Technically speaking, Likert data is ordinal, so calculating the mean is not statistically accurate, but a weighted average can still give you quick insights. A weighted average can get an average score for each Likert item or for the group of Likert items. The example below shows that the report layout has a weighted average of 2.3, which is clearly the lowest-scored item. The weighted average gives quick, actionable data without a deep statistical dive.
Since Likert data is ordinal, using the median is considered the best practice to measure the central tendency for each Likert item.
If you want to use Likert data to build predictive models, you need to use a particular type of regression called ordinal logistic regression.
For example, you could have a customer survey that starts with a Net Promoter Score followed by a Likert scale asking for satisfaction ratings for items like price, customer support, etc.

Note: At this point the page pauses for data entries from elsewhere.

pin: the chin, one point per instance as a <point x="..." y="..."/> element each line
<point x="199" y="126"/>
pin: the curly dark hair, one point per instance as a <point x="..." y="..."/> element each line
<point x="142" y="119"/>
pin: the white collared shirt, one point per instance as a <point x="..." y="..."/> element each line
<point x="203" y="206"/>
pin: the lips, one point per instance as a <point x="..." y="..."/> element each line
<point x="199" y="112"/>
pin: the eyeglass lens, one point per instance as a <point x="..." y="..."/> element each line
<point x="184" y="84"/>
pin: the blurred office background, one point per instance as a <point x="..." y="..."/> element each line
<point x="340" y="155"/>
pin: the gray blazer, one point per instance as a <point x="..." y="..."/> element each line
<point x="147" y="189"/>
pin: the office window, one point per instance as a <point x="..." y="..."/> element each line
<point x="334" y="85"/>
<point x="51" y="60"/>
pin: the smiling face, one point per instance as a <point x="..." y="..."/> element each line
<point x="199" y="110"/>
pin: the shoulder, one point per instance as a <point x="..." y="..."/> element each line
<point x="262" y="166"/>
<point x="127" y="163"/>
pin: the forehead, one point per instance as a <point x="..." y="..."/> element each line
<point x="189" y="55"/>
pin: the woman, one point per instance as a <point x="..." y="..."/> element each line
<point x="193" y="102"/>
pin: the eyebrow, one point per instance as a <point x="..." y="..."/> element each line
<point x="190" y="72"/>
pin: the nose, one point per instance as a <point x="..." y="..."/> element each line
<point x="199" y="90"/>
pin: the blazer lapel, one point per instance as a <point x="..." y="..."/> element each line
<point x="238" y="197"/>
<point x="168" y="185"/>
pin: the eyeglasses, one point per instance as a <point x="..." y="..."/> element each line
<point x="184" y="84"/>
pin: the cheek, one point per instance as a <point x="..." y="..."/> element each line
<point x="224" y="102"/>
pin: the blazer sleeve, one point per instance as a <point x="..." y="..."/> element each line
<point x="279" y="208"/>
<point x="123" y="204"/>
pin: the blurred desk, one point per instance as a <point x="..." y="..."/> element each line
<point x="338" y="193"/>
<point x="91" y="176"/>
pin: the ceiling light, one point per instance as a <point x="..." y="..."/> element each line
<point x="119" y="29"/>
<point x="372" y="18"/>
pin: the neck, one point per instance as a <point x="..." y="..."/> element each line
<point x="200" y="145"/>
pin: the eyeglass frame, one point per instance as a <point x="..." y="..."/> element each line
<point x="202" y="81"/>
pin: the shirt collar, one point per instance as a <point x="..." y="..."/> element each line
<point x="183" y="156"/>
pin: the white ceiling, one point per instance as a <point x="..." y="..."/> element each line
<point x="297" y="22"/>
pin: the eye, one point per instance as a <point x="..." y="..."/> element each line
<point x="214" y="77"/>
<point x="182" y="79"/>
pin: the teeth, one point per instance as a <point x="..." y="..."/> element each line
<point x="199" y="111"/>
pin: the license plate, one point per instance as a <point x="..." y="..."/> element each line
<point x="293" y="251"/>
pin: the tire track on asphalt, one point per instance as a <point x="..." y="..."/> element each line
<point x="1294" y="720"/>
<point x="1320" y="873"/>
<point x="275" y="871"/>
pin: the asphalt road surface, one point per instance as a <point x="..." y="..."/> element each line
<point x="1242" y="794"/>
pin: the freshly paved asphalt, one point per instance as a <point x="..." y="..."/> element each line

Then, the output of a regression model might give insights that every 1-point increase in price satisfaction is associated with an increased 80% odds that the Net Promoter Score would improve by 1 point.
Psychologist Rensis Likert developed the Likert scale in 1932 for an article in the "Archive of Psychology" titled "A Technique for the Measurement of Attitudes." He attempted to build a scale that made it easy to judge attitudes and opinions.
Before this, researchers used the Thurstone scale. This method required a lot of work and the use of judges. It starts by asking a test group of respondents to write down their feelings toward a subject. The responses are collected, and then a set of judges would rate each response from 1 to 11, with 1 being very unfavorable and 11 being very favorable. The responses are then filtered down to 10 or less. Each response now has a value that is the average from the judges. The final questionnaire is now given to collect responses, asking them to mark what answer choices they agree with. This time, scores are calculated using the judges' values.
Likert proved that while an attitude can take the form of many words, there can only be a specific range that feeling can be in, generally from one extreme to the other. Furthermore, Likert proved that his method gave similar results to the Thurstone scale but with less work. The results were confirmed in another paper by Likert in 1934.